Using RequireJS with legacy code

2019-05-07 23:40发布

问题:

I'm working with a very large project that uses:

  1. Legacy JSP pages that includes javascript files with script tags
  2. Backbone models and views that uses other javascript modules without RequireJS

We now want to start using RequireJS with jQuery, BackboneJS and UnderscoreJS for everything we develop from now on, but we don't have the resources to rewrite all the legacy JSP pages. We may have time to rewrite the Backbone models and views we have already developed.

The problem is that for our legacy code (both 1 and 2 above) we include all our javascript files in a huge file and ship to the browsers. This huge file must be able to co-exist with our new RequireJS templates, but how can I e.g. separate certain parts of the huge file, so I can use them with the templates using RequireJS? Without having to rewrite all pages that uses this part of the file, or having duplicate code.

Thanks!

回答1:

I don't know if I fully grasp the problem at hand, but I think a the shim or map functions of RequireJS will help you out.

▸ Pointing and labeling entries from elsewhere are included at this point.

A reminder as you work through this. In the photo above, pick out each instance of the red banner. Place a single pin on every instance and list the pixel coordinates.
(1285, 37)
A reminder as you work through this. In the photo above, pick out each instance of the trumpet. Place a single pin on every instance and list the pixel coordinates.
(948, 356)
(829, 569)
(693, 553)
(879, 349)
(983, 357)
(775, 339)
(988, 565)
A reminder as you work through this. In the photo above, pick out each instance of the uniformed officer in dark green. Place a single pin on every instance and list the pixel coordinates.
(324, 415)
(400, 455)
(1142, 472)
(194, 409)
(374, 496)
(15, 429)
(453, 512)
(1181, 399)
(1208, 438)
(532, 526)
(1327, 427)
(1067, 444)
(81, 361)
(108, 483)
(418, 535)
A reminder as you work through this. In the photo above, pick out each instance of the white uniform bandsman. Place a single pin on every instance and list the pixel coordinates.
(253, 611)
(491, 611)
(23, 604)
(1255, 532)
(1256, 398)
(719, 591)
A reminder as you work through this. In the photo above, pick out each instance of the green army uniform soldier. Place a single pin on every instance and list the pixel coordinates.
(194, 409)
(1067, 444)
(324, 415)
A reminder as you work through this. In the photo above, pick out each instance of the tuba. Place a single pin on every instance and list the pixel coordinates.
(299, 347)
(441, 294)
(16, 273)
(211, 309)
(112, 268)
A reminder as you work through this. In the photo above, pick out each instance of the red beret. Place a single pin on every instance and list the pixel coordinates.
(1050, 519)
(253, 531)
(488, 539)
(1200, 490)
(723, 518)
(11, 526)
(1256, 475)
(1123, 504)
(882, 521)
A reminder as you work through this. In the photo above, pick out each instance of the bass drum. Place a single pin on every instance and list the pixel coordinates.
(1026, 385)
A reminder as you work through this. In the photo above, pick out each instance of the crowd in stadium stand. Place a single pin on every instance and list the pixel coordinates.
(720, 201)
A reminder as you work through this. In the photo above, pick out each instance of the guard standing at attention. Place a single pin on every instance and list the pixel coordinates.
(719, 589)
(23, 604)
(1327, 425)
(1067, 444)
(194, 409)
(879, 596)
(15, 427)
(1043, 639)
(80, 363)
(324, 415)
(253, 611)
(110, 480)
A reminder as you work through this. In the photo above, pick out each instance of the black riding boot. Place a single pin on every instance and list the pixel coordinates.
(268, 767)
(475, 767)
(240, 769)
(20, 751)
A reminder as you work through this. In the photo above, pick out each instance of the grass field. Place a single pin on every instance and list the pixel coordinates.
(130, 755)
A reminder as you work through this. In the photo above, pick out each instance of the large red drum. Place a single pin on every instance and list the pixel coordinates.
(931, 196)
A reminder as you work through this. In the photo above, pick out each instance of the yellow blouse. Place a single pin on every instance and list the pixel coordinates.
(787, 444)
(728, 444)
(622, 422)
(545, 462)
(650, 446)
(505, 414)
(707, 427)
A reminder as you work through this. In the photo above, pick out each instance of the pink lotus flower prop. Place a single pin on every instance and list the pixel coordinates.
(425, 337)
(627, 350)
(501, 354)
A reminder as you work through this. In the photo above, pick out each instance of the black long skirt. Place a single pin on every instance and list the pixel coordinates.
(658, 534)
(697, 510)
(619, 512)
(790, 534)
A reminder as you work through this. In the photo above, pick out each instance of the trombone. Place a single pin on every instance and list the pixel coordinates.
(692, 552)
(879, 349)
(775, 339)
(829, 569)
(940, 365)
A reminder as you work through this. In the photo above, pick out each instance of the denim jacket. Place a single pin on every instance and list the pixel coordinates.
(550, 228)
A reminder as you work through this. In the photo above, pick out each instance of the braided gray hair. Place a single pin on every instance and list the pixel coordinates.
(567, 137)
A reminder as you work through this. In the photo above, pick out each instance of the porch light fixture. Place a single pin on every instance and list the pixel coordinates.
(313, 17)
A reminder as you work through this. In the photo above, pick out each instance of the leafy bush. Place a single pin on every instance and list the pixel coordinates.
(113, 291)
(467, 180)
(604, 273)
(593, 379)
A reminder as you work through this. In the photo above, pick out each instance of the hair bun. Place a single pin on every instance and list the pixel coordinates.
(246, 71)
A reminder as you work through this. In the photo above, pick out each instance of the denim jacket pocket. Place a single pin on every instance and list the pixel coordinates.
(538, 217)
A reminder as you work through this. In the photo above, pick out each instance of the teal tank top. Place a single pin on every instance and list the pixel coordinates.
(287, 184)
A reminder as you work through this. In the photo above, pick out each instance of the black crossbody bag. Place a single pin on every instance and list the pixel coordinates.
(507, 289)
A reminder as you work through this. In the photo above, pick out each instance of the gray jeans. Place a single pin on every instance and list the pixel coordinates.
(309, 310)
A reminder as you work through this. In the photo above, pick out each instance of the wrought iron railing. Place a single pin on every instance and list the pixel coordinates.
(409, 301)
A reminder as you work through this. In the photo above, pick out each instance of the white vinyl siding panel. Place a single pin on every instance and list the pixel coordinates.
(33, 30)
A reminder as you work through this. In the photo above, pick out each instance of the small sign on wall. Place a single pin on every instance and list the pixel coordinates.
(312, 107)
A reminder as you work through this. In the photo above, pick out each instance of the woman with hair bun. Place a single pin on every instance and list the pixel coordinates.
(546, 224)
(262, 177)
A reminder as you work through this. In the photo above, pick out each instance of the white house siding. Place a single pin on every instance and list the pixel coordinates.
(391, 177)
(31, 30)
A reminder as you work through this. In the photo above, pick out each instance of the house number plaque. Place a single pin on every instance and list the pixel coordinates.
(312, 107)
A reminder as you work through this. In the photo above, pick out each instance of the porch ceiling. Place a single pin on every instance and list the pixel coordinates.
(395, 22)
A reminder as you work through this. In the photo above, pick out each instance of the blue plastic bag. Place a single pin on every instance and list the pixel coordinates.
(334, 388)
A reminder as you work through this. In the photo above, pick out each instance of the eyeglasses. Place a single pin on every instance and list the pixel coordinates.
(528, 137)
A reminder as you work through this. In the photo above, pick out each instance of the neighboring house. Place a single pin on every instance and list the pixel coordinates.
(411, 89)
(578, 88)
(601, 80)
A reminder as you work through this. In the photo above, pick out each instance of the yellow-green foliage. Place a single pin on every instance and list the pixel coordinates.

Extract the parts you want in a new module from your huge javascript file. Then tell RequireJS that your huge javascript file is a dependecy for this new module using shim. Something like:

requirejs.config({
    shim: {
        'new-module': {
            deps: ['huge-javascript-file'],
            exports: 'NewModule'
    }
});

Shim documentation: http://requirejs.org/docs/api.html#config-shim

The map function might be useful when only portions of your new code have to use your old huge file. Check out this documentation: http://requirejs.org/docs/api.html#config-map



回答2:

I don't think there is One True Way to achieve this, but I've approached a similar problem by defining module "facades" around the globally scoped code. Let's say your legacy scripts define a global variable called foo. You can define a AMD module and export that variable from it:

//foo.js
define(function() {
  return window.foo;
});

//bar.js
define(['foo'], function(foo) {
  //do something with foo
});

This way you only need to write a single-line facade every time you need to use a new piece of the existing, globally defined code, without breaking existing code which expects the same code to be globally defined. Over time you can move and refactor the actual implementation into the module without breaking consumer code.